Does anyone know how to solve the problem

Thanks in advance

----------


## Neville Bailey

I suggest that you bypass Pastel's restore process and do the following:

Close Pastel and then, in Windows, rename the existing company folder to something else. Then right-click the backup file (which is a zip file) and select Extract All - this will create a new company folder. Open the company folder and look for a file named backup.txt and delete it. Make sure the new company folder is in your Pastel14 folder (where the original company was located).

You can then open the company in Pastel.

----------


## Tuna

Hi Neville,

I'm a newbie on the the forum and I'm not sure where to post my questions.
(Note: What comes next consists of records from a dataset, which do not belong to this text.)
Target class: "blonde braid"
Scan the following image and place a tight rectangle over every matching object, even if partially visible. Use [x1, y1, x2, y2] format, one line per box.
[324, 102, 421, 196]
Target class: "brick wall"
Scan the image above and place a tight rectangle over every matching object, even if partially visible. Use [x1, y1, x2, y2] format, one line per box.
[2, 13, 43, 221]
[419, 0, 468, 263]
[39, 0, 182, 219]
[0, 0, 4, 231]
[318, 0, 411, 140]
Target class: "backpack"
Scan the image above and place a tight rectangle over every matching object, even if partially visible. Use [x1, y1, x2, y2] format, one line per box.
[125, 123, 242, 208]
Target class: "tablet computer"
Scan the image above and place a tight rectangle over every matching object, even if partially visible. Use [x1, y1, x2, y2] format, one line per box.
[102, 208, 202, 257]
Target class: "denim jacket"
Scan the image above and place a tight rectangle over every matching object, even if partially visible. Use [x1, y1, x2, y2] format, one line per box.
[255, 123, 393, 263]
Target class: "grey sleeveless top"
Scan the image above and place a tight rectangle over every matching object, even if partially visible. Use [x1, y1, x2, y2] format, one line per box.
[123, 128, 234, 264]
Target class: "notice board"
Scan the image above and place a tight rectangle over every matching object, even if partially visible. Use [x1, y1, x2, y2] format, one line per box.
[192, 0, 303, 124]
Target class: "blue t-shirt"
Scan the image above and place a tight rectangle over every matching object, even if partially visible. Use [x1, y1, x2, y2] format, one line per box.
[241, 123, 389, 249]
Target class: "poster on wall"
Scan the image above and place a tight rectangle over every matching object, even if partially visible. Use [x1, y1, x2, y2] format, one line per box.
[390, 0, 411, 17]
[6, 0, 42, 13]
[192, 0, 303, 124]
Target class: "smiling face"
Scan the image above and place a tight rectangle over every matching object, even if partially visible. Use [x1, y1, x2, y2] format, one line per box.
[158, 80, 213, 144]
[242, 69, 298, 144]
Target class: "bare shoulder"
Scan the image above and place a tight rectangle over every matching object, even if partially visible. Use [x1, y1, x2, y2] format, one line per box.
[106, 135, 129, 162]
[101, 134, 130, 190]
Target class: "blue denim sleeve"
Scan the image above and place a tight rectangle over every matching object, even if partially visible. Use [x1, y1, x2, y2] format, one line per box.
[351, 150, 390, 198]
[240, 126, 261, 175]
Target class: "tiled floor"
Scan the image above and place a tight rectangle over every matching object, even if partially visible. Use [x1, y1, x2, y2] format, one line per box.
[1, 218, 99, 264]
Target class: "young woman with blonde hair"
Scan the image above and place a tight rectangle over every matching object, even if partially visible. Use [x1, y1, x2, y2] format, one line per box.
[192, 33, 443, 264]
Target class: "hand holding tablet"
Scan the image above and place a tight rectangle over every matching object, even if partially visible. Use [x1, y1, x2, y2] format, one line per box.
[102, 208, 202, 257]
My apologies for using another members thread to post my questions.

I have 2 questions.

1. How do I process an invoice with import vat in pastel?

2. What type of expenses is a Jerry can/ fuel container? The company purchases these only when they are needed, which can be once/twice in 2 years. I'm sure I can't allocate it to the fuel expense account. So do I create an expense account for it? And I kind of feel that it might be an asset too. Kindly advice


Anna

----------


## Neville Bailey

> 1. How do I process an invoice with import vat in pastel?


Create a GL line item on the invoice for the import VAT amount, and use the VAT code 100%. It does not matter which GL code you use, as the entire amount will be automatically allocated to the VAT Control Account, due to the 100% VAT code.




> 2. What type of expenses is a Jerry can/ fuel container? The company purchases these only when they are needed, which can be once/twice in 2 years. I'm sure I can't allocate it to the fuel expense account. So do I create an expense account for it? And I kind of feel that it might be an asset too.


It depends on the reason for the purchase of the cans, and how they are used. If they are used to contain fuel that is then sold, then I would allocate the purchase to something like consumables/packaging, for example.

----------


## Tuna

Thank you. We use the cans to store fuel for the generators and compactors that are used on our construction sites. So Packaging it is.

----------


## hitarth shah

> I suggest that you bypass Pastel's restore process and do the following:
> 
> Close Pastel and then, in Windows, rename the existing company folder to something else. Then right-click the backup file (which is a zip file) and select Extract All - this will create a new company folder. Open the company folder and look for a file named backup.txt and delete it. Make sure the new company folder is in your Pastel14 folder (where the original company was located).
> 
> You can then open the company in Pastel.


hi, Neville,
I have put my query on the forum but no answer till now.
I have the same question. I was using V17 and made a back up, which is in the .zip format.
what I have understood from the a m is : I right click on the last back up file & select *extract all* & select the v18 folder ( which I ate upgraded to, now ) to extract all the files. 
Pastel will make a folder of this company automatically ?? 

or

do I make a new folder with this company name & extract all the files of the .zip file back up in there ?

looking forward to your reply soonest

----------


## ErikaHuman

:Applaud:   Thanks this helped me a lot!!!!




> I suggest that you bypass Pastel's restore process and do the following:
> 
> Close Pastel and then, in Windows, rename the existing company folder to something else. Then right-click the backup file (which is a zip file) and select Extract All - this will create a new company folder. Open the company folder and look for a file named backup.txt and delete it. Make sure the new company folder is in your Pastel14 folder (where the original company was located).
> 
> You can then open the company in Pastel.

----------